Origins of Intermittent Fasting
Depending on how you look at it, intermittent fasting has always been a part of human life, though not necessarily by choice. Way back before food was available on an industrial scale (before shops, markets, bakeries, butchers, restaurants and the like) humans were hunter gatherers. The act of physically going out and hunting for food means humans were opportunistic predators and would eat as and when they could – often with long periods of time in between meals. In some ways, this could be seen as intermittent fasting.
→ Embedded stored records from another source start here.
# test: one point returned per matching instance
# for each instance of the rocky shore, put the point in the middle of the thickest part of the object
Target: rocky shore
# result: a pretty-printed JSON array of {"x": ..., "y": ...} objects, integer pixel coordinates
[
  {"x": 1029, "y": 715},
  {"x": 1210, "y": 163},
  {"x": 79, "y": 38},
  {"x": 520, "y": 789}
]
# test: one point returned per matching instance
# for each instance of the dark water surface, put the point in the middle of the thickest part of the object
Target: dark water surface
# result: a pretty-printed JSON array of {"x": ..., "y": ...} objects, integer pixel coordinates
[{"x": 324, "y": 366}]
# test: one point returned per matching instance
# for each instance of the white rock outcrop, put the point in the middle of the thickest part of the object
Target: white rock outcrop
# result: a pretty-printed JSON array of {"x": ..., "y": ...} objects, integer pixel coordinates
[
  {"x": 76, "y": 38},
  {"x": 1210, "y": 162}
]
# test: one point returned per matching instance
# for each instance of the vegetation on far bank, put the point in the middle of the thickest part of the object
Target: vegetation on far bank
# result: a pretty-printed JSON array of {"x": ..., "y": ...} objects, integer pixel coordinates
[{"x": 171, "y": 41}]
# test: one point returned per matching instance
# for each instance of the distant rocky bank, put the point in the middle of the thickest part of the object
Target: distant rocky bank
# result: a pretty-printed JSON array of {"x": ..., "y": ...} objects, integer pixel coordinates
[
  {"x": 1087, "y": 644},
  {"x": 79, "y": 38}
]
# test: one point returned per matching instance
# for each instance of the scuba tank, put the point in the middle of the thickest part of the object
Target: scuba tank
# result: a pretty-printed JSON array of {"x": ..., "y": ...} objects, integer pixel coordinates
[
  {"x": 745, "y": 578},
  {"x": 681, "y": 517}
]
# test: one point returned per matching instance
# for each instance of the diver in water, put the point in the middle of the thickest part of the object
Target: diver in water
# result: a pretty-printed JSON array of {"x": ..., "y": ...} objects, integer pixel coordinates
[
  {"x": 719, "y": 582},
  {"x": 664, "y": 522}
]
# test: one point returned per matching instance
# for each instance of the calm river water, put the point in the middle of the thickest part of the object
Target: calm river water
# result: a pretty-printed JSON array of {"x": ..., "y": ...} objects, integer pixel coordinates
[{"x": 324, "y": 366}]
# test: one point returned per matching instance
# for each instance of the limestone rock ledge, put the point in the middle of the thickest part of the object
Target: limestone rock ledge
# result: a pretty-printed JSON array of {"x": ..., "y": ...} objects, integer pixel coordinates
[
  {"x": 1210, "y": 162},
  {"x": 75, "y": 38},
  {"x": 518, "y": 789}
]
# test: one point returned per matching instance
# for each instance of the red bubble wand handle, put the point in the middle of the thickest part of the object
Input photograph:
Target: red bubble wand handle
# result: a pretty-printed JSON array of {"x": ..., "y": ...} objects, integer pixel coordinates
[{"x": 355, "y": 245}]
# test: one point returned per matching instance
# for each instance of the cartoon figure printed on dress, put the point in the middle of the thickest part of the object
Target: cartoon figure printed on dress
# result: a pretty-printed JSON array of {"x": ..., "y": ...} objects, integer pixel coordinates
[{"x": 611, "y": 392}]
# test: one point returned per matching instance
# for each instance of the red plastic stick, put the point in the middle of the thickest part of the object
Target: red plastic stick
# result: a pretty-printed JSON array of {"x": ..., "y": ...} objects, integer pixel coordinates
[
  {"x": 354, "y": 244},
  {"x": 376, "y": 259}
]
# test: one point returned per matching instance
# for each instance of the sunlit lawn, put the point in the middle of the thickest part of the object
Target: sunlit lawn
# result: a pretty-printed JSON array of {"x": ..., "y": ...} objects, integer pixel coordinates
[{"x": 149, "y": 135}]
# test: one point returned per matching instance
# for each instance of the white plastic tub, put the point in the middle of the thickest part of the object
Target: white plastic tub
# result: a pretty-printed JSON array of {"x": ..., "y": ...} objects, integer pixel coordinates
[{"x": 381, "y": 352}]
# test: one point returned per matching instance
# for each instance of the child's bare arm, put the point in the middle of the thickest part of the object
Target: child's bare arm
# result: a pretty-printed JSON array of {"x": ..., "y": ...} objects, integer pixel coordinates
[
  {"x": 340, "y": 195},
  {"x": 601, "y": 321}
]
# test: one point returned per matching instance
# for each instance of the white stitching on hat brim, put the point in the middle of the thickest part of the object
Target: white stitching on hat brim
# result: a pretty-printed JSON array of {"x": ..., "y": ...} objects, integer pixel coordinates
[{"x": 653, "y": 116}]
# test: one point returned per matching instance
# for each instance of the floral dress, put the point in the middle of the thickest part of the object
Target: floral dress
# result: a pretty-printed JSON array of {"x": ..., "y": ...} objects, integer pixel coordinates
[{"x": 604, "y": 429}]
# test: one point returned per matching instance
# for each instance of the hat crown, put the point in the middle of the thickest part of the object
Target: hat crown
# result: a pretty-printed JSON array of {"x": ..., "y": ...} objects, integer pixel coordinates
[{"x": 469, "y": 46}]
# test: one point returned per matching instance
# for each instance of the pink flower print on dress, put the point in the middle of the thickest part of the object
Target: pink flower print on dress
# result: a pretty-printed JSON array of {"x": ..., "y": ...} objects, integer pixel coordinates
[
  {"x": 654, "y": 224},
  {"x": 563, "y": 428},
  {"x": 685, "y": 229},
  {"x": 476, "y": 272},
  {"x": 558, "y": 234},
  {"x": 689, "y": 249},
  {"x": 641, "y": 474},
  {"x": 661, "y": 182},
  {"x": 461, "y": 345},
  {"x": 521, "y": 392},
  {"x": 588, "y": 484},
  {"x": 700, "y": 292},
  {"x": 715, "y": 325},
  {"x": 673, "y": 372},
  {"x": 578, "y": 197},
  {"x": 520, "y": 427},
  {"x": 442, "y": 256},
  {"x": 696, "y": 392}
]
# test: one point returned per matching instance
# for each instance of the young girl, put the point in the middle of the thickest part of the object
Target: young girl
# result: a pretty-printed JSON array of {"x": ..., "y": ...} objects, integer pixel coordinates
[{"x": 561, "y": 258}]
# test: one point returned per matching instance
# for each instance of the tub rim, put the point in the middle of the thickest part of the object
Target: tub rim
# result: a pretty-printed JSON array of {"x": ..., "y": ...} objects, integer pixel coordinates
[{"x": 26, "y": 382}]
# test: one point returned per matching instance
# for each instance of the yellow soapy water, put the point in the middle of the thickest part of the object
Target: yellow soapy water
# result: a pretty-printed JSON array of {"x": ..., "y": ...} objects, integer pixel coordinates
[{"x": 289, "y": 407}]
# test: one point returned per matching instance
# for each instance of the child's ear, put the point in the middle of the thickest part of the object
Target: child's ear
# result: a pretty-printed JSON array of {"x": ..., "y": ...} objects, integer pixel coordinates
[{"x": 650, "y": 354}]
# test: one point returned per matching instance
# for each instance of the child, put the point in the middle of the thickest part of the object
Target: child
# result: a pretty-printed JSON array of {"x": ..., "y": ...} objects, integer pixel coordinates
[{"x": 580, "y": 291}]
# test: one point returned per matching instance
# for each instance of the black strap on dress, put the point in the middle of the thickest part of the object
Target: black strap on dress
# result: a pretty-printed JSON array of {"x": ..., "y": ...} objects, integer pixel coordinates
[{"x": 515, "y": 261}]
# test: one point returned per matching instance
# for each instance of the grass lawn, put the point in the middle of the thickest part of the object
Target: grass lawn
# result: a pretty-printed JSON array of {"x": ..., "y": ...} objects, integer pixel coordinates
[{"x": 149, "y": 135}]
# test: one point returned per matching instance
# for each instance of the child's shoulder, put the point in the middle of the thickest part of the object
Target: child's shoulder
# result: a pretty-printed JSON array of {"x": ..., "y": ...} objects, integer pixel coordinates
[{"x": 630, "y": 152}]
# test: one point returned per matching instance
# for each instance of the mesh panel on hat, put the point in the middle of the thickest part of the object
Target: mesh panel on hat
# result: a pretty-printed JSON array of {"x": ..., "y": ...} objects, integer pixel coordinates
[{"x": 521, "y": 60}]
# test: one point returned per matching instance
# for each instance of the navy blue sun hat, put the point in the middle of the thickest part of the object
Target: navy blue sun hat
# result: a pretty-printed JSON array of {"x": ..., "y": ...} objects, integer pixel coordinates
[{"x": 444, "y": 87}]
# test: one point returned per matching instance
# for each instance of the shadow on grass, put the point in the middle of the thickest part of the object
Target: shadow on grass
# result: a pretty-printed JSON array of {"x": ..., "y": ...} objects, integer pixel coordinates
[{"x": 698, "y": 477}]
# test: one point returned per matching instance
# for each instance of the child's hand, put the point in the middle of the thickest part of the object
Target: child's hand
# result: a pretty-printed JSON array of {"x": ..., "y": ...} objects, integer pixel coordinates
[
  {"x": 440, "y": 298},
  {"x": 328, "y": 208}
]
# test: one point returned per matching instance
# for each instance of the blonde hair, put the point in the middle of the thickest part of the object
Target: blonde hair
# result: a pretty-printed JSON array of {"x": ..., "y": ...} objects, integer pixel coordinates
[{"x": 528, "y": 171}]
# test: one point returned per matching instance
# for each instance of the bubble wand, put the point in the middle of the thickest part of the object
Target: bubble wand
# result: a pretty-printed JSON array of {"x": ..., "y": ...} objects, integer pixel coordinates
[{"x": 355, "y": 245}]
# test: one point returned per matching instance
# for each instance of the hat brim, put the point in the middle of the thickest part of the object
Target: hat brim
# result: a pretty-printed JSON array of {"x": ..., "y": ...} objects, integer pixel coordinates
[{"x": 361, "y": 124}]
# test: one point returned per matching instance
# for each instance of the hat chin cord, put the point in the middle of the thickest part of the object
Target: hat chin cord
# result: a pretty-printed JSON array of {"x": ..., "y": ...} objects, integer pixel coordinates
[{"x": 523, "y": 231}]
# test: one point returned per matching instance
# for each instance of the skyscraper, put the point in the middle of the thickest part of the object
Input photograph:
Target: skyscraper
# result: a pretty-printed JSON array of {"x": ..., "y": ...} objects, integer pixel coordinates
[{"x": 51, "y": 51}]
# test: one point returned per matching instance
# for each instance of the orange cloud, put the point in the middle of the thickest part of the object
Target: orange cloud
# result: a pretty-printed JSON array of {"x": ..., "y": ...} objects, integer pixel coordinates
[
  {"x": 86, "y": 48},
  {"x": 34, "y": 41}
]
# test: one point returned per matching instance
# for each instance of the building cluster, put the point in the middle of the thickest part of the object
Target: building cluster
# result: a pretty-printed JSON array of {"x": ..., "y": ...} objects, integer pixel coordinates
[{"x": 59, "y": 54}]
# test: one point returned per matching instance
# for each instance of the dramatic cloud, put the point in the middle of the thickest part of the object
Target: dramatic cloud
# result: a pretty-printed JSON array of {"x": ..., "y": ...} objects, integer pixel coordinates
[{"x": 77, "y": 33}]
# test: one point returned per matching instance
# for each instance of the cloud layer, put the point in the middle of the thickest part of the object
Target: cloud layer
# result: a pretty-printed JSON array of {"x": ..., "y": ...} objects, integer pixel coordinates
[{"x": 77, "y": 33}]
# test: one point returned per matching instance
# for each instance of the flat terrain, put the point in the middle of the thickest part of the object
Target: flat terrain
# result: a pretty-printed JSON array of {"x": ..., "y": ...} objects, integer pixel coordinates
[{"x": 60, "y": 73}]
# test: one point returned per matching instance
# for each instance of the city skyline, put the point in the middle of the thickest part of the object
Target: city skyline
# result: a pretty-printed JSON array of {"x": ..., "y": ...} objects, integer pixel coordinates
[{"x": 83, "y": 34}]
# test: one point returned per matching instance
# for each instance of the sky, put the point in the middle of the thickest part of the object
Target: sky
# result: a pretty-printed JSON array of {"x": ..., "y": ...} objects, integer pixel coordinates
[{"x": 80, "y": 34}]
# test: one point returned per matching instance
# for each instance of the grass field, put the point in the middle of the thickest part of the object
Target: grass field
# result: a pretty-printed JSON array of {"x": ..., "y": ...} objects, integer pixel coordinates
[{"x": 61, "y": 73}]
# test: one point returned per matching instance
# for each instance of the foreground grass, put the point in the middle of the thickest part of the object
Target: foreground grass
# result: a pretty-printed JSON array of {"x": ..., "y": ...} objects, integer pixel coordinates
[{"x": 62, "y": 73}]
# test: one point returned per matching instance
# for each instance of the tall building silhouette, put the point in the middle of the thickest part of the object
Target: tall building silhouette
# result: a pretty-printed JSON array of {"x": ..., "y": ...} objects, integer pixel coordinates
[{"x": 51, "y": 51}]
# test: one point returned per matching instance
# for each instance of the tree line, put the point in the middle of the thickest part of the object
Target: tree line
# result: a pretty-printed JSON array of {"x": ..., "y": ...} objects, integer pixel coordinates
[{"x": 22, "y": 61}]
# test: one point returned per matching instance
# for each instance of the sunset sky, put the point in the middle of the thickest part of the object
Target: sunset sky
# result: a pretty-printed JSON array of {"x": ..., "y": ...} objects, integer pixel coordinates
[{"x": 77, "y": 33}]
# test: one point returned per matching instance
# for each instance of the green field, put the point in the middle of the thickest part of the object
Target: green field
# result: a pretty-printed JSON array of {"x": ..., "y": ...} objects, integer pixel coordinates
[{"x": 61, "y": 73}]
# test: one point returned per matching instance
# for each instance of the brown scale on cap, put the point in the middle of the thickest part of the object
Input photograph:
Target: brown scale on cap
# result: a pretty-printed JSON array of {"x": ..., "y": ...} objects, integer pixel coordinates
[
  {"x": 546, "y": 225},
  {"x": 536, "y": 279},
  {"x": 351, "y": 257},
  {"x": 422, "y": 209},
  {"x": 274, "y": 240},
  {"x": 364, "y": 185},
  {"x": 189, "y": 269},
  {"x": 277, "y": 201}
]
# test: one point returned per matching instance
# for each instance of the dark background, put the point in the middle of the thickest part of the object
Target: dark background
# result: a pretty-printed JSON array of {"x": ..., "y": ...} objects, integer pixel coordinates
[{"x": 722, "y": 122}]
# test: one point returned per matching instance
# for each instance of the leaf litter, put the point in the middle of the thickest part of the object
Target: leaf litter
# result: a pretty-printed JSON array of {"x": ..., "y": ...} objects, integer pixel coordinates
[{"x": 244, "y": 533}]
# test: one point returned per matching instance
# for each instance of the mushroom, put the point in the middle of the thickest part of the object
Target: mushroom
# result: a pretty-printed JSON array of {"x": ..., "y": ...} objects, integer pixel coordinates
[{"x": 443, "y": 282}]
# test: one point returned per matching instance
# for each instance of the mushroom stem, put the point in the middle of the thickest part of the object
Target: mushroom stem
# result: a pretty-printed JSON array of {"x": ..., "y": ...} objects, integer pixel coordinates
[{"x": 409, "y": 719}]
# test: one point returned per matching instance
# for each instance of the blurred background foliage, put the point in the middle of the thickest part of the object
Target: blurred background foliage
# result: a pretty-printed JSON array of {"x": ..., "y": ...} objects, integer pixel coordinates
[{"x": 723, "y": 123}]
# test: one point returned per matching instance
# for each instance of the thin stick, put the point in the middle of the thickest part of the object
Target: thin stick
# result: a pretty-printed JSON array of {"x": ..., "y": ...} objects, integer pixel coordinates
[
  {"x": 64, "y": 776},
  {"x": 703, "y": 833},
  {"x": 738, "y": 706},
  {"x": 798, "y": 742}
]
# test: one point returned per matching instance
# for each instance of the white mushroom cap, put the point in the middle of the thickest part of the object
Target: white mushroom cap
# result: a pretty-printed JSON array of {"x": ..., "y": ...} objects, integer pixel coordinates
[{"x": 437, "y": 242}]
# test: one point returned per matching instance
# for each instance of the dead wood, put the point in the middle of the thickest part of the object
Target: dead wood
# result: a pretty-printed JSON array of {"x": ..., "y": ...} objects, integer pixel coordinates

Either way, this set in motion a basic human instinct of eating once or twice a day.
Is Intermittent Fasting Natural?
Given that early humans were accustomed to eating once or twice a day, intermittent fasting mimics this and nourishes the body in a way that is more ‘natural’ compared to eating three times a day with snacks in between. By following the 16:8 IF pattern, you are granted an eight hour window to eat up to two meals – for example, breakfast and lunch or lunch and dinner – whilst instigating a 16 hour fasting period.
How Does Intermittent Fasting Work?
Eating less meals in a day means you’re likely to reduce your calorie intake. Paired with regular exercise and a balanced diet when you do eat, it’s quite possible to create a calorie deficit which is imperative when trying to lose weight.
In addition to weight loss, IF reduces the risk of insulin resistance which – in turn – minimizes the risk of type 2 diabetes and all its associated side effects, as well as inflammation, cancer and premature mortality. So, if you doing IF for health reasons, it’s scientifically proven to be effective.
Tips for Intermittent Fasting
By eating less throughout the day, it’s essential that the meals you do eat when your break your fast are targeted and contain all the nutritional value you need in order for your body to remain nourished and healthy. This means eating plenty of protein, carbs, fruit, vegetables, fiber and iron.
There’s a tendency to fill up on sugary foods like chocolate, junk food snacks and instantly satisfying foods. This is a bad idea because you want to make sure you don’t fill up on non-nourishing foods before you give your body the nutrients it needs. This can be hard to do, especially if you’re fasting for religious reasons such as Ramadan where the month of fasting is pre-ceded by food-focused celebrations like Eid ul Fitr 2021.
If you’re new to intermittent fasting, starting slowly will be best. If you can’t do 16:8 off the bat, try 14:10 which allows you more time to eat compared to 16:8. Giving your body time to adjust is essential if you’re going to avoid unmanageable pangs of hunger.
As long as you stay healthy and give your body the nutrients it needs, IF can be a highly effective lifestyle choice.